On to this week’s post…
A team member at Amplitude recently asked the following question:
How do you figure out whether teams are more mature or less mature so quickly?
After challenging the notion of maturity (not my favorite word), I explained the following:
Knowing a team is more mature/less mature has nothing to do with WHY they might be more mature/less mature. Same with health. Same with performance.
Nor does it mean you have the skills/experience to take a company along that journey.
Very rarely is there a single Why for anything in complex socio-technical systems. Don't believe people who say so.
It helps to have a high N across companies. But remember that just helps you pattern match.
Strength in one area can more than make up for weaknesses in other areas. Lots of companies succeed despite their product savvy.
Maturity is contextual and non-linear. If you are a bank operating like it is 2012, but your competitors are operating like it is 2006, that might be just fine. Unless you risk being disrupted soon. I might have a high N across a big cross-section of companies, but I probably don’t know 10 of Company X’s competitors.
What signals do you look for?
After reiterating the above, I did a lot of introspection. I thought about health and performance (instead of “maturity”). What do I actually listen for? What signals do I pick up on in the first fifteen or twenty minutes? And I asked Twitter. Here's what I came up.
There's flow. The team describes regular progress. Something has reached customers in the last couple days or weeks. When things go longer, there's still regular, tangible progress.
The team describes a structured approach to learning. Techniques vary, but the common thread is intentionality and focus. What did we need to learn? Why? How did we learn? What did we learn? What decisions did that inform?
The team has higher decision authority and spends less time waiting on other people to make decisions. They describe fewer sign-offs and approvals. More of their destiny is within their control.
There's a strategy. A real product strategy. Detailed enough to provide the necessary context without sapping agency. This is one of those "you know it when you hear it" type things.
The team describes their progress using the language of experimentation and impact. When things "work", and when they don't. Not everything needs to be an A/B experiment. But the "we assumed this, learned this, tried this, and this is how it worked out" muscle is strong.
The team navigates fewer dependencies. There's a tangible difference when the team has fewer dependencies to juggle. Less 3-dimensional chess. Less cognitive overload. More room to breath. More time feeling like a creative problem solver.

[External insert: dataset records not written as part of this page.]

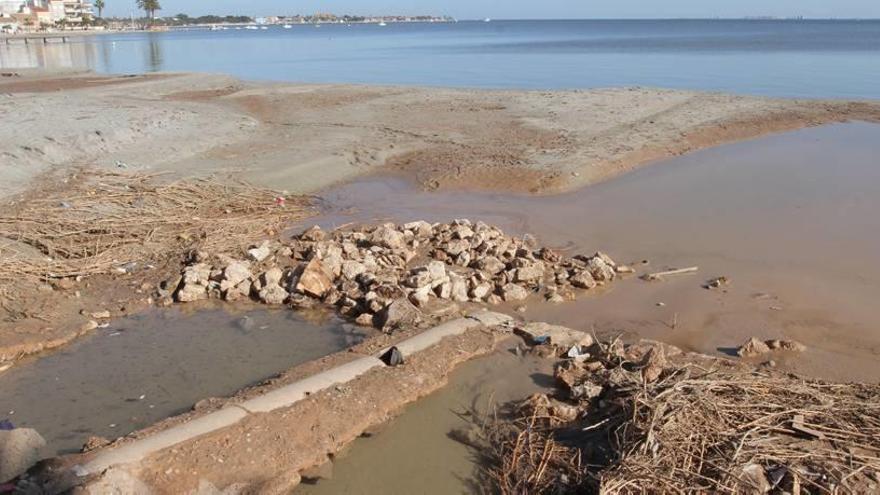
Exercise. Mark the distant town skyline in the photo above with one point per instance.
(520, 9)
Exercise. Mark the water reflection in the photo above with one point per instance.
(154, 53)
(52, 55)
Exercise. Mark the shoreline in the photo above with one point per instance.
(305, 139)
(281, 133)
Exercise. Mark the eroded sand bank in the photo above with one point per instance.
(303, 137)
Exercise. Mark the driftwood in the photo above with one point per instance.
(678, 271)
(694, 428)
(99, 222)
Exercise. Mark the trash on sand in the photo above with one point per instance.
(392, 357)
(678, 271)
(578, 353)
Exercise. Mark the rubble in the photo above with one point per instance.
(364, 270)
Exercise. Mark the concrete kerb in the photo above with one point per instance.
(282, 397)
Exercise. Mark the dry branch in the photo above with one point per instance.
(692, 430)
(99, 222)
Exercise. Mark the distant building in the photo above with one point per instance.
(9, 7)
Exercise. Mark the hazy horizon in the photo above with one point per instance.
(522, 9)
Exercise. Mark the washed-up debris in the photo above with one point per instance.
(385, 275)
(392, 357)
(20, 448)
(756, 347)
(632, 414)
(667, 273)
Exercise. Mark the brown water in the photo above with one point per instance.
(417, 453)
(791, 219)
(154, 365)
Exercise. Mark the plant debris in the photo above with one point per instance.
(654, 424)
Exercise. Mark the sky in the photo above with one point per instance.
(520, 9)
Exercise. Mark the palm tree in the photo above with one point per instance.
(150, 7)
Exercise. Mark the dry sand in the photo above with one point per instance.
(301, 138)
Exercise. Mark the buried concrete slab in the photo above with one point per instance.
(132, 453)
(294, 392)
(137, 450)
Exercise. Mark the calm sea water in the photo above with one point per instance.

The team uses structured research, insights, and direct customer contact to understand the customer. Fewer proxies. The team is well versed in the world of the customer. Details surface in conversations frequently.
The team describes fewer distractions, interruptions, reactive shifts in direction, and swoop-and-poop. More time to think. More time for deep work.
The team describes acute challenges, but fewer chronic, lingering elephant-in-the-room type challenges. Things general work themselves out.
The team describes grappling with uncertainty, but doing so in a way that turns out well for their team, their company, and the customer.
The team describes more ad-hoc (and willing) collaboration. More laughter (thanks for the reminder @GeePawHill). More fluid and less transactional conversations.